As I said in my earlier post, Varanasi was one of my favourite places visited on this trip. It's really interesting to visit a place that is so important, so revered, by local people. Visiting as an outsider, you remain respectful of their view, of their beliefs, but you can never understand or experience the place in the same way that they would. It's an important part of travelling however, to understand that we all have different places, or traditions, that might seem strange or unusual to an outsider but that make complete sense to us. These quirks are what make humans interesting, unique and diverse and these are things we should not just tolerate but embrace and they are worth fighting for.

During our sunset boat trip, we watched a guy swim right past our boat, bathing away his sins, cleansing his soul in the holy Ganges. We watched cremations, dust and ash floating in the air and out into the waters, we saw people washing their clothes in the river. All life (and death) flows through this river. 

We participated in our own small candle ceremony, lighting a candle in remembrance of our lost loved ones, placing it onto the water to float away with our good wishes and love for them in the afterlife. We drifted down past all the ghats and temples, with ceremonal fires burning. We sailed past a cremation (there are no pictures as a mark of respect). We watched a religious ceremony with music and chanting. All whilst the sun set behind us, over the sacred Ganges.

Friday, 11 July 2014

One evening in Delhi

On our first evening arriving in India, after a slightly disasterous visit to the Red Fort (which was closed) and major dificulties getting back to our hotel in time to meet our tour group for the first time, we went on a whistle stop tour of Delhi. First to the Presidential Palace, and then on to India Gate. Where the eternal flame burns for the unknown soldier. 

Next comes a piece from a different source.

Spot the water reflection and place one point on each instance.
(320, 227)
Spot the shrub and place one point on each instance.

India gate was teeming with people, enjoying picnics, games and time with friends and family while the last rays of the sun were disappearing behind the clouds on the horizon. There's not much else to say about this day. India Gate was huge and a truely fitting tribute to India's war dead and the presidential palace? It was a fairly nice building!

Wednesday, 2 July 2014

Visiting the highest point of the world

The highlight of travel in Nepal, and of the whole trip... an early morning flight over Mount Everest. Boarding our small yeti airways plane we flew across the most famous set of mountains in the world, past the highest peak of nature and back to the airport. The mountains are breathtaking. Everest doesn't appear to tower above the rest, as I had expected. I can only identify which photos are of Everest now because it was taken from the cockpit window which was pretty dirty!

This didn't really matter however, as the rest of the mountains were spectacular enough. Our flight attendant came along to all passengers throughout the flight pointing out all the other famous peaks, explaining to us about the Holy mountain which has never been and will never be climbed, and the twin peaks that are referred to as man and wife. I have since forgotten which photos depict these mountains, but that doesn't matter to me, as these photos serve just as a reminder of the day I saw them with my own eyes. Captivated and mesmerised by the beauty and serenity of our world.

First photo of Everest, the peak to the left.

That peak right of the centre of this photo is Everest.

The lower ranges of the Himalayas, which were still hundreds of meters above sea level.